Characteristics and cultivation of saffron (Crocus sativus)

The saffron is an indispensable food for any kitchen for the production of dried stigmas famous as a spice. In addition, as an ornamental it is also usable for our garden, given the colorful set of its leaves. If you are interested in knowing how saffron is grown, let’s see it right now!


The Crocus sativus and extraction of saffron has an ancient history . In 2,300 a. C. there were already references about it, and it was used in the kitchen, for medicinal remedies, rites and ceremonies, etc. The Greeks used it particularly as a perfume, where they spread it in theaters, patios and baths. An anecdote is that Rome was wrapped in saffron when Nero made his entrance.

Today it does not have so many applications, or at least related to the previous options. It is widely used in gastronomy and medicine . The main producer of this plant of the Iridaceae family (2,000 species distributed throughout the world and one of the most important in horticulture) is Iran , followed by other countries such as Spain, Morocco, Greece and India.

And now, after the historical introduction that we have made about the cultivation of saffron, we come to know its agricultural value.



The saffron is a plant that supports a wide range of temperatures , ranging from -15 ° C to the 40 ° C. Above all, the Manchego climate has the best conditions, where in summer it is very hot and in winter it is very cold, which is what Crocus sativus is used to.

On the other hand, soil conditions (structure, porosity, drainage, etc.) are much more important than climatic conditions. Let’s see it.


Saffron is a bulbous plant and therefore needs well-drained soils (which do not rot the bulb). For this reason we must avoid heavy soils or that accumulate excess moisture. The deep limestone soils are perfect for cultivation, with a medium amount of organic matter. Remember that saffron depletes the soil and it is necessary to take advantage of the mineral sources produced by the compost first .

In fact, once saffron has been collected from a plot, it is usually left to rest without cultivating Crocus sativus again (but other plants from different families) for around 10 years.

Usually it prepares the ground prior to planting plowing between 30 and 40 cm . With this we will achieve an increase in the porosity of the soil, and the ideal mixture of compost.

This work is usually done several months before planting, which runs from June to September, leaving 10 cm of separation between the bulbs, burying them at a depth of between 10 and 15 cm.


The fertilizer is usually applied in the work of turning the earth , and is usually done between 3 months and 1 month before, depending on the state of the soil. Well decomposed organic matter, such as manure or compost, is applied and distributed evenly within the frame where we want to plant the saffron. In 1 square meter you can add between 1 kg and 1.5 kg of organic matter, although it will depend on the quality of the product when adding more or less.

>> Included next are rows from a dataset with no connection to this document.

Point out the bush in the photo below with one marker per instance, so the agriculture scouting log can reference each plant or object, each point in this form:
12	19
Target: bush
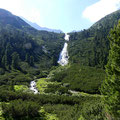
20	109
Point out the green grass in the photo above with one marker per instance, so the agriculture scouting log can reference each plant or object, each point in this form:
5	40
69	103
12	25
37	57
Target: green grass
48	116
43	83
20	87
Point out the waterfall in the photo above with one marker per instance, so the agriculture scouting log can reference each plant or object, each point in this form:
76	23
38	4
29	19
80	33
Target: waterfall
33	87
63	57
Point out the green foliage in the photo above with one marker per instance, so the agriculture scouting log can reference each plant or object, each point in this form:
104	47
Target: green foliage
91	46
81	78
15	60
19	109
111	86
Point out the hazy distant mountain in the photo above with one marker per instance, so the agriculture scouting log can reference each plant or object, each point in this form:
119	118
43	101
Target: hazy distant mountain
36	26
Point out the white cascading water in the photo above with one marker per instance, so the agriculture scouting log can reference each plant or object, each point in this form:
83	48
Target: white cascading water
63	60
33	87
63	57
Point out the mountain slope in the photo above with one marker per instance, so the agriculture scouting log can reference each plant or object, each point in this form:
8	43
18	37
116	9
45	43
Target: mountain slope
36	26
16	36
91	46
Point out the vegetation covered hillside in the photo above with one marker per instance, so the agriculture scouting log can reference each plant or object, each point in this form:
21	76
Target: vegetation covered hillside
91	46
31	46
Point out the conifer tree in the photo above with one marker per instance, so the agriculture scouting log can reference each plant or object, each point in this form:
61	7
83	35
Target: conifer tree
15	60
31	60
111	86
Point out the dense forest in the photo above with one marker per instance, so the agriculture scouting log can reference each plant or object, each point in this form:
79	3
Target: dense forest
85	89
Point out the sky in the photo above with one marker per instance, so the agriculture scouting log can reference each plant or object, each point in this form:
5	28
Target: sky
66	15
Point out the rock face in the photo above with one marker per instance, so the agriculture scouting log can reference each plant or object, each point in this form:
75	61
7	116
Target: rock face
63	58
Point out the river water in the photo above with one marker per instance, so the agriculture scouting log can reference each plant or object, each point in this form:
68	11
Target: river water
63	57
33	87
63	60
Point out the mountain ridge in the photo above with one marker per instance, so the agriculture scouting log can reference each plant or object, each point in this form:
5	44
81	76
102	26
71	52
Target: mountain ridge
36	26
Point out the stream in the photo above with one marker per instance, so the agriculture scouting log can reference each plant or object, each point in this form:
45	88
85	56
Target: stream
63	57
63	60
33	87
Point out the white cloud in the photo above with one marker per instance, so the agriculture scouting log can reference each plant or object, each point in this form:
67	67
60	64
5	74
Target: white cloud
101	9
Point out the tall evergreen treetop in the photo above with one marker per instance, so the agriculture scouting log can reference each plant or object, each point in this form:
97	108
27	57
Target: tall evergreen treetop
111	86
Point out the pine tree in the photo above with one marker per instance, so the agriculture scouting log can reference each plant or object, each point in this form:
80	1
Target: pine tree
15	60
111	86
31	60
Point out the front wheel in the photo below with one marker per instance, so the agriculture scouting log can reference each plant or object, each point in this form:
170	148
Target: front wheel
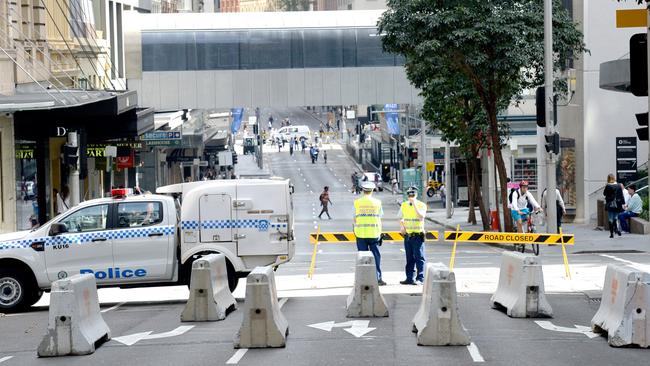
16	291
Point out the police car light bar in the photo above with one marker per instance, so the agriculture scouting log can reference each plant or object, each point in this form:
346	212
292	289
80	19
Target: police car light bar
121	192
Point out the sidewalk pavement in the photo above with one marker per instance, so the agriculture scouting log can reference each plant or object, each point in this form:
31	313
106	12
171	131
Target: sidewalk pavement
587	237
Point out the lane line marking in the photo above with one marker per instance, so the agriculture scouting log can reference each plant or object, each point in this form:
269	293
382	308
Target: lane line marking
474	352
237	356
113	307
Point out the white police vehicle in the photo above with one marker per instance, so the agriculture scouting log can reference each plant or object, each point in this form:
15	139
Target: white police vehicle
151	239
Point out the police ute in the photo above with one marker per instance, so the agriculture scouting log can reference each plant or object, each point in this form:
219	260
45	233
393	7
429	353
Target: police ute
151	239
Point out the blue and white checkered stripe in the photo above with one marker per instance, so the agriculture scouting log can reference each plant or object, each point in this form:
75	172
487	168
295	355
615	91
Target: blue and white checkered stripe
231	224
83	238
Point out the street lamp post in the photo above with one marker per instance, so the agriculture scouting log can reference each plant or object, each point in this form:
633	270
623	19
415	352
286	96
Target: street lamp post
551	214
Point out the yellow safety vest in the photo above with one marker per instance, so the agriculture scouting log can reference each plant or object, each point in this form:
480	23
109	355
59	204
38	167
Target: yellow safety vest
412	223
367	220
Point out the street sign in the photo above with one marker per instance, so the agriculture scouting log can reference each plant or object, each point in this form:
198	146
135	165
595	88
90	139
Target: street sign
161	135
626	163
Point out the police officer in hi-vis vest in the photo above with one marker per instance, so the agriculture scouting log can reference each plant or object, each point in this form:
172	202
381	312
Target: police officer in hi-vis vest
367	225
413	212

Saffron is a plant used to hot climates where there is no excess water (Greece, Spain, Morocco, Iran, etc.). Large producers tend to irrigate infrequently but in large quantities. On the other hand, it has been shown that localized irrigation increases stigma yield. In short, saffron does not need large amounts of water


Saffron is a small plant and is often seen surrounded by other plants and weeds. You can do a manual weeding or cleaning if your crop is small (and is more focused on ornamental). It is a task to be done since for large producers to say that the growth of weeds can mean a loss of up to 20% of the saffron production.


Saffron cultivation does not last more than 3 years. There have been cases where a 4th year continues to be produced, but it is not entirely advisable, as the performance drops too low.

The bulbs are collected , the impregnated soil is cleaned and removed and those bulbs that are larger and that visually have higher quality are preserved. They are usually stored at temperatures of 5 to 10 ºC extended (so that the entire surface is aerated) and they are not piled up.


Tell you as an anecdote that due to its complicated collection process (it takes between 100,000 and 250,000 flowers to collect 1 kg of saffron, depending on the thickness of the stigma) the economic values ​​that are achieved are brutal. That kg of saffron stigmas that we have mentioned before costs around 3,000 euros .


Only 0.8% of saffron production in Spain comes from… Spain! The saffron from La Mancha is considered pure gold for its good features and its price is around € 3,000 per kg. However, of the actual production of 1,500 kg (in 2010), about 190,000 kg were exported under the Spanish brand.

The “trick” was to buy from other countries such as Iran, Greece, Morocco and India and pack it with a Spanish label, which, however, the packer has never been obliged to specify its origin. It is not a crime but it is misleading and fraudulent.

The kilogram of saffron in other countries reaches much lower values, between 1,000 and 1,500 euros, and yet it is sold as a Spanish product for 3,000 euros.

The business is profitable. Careful with that.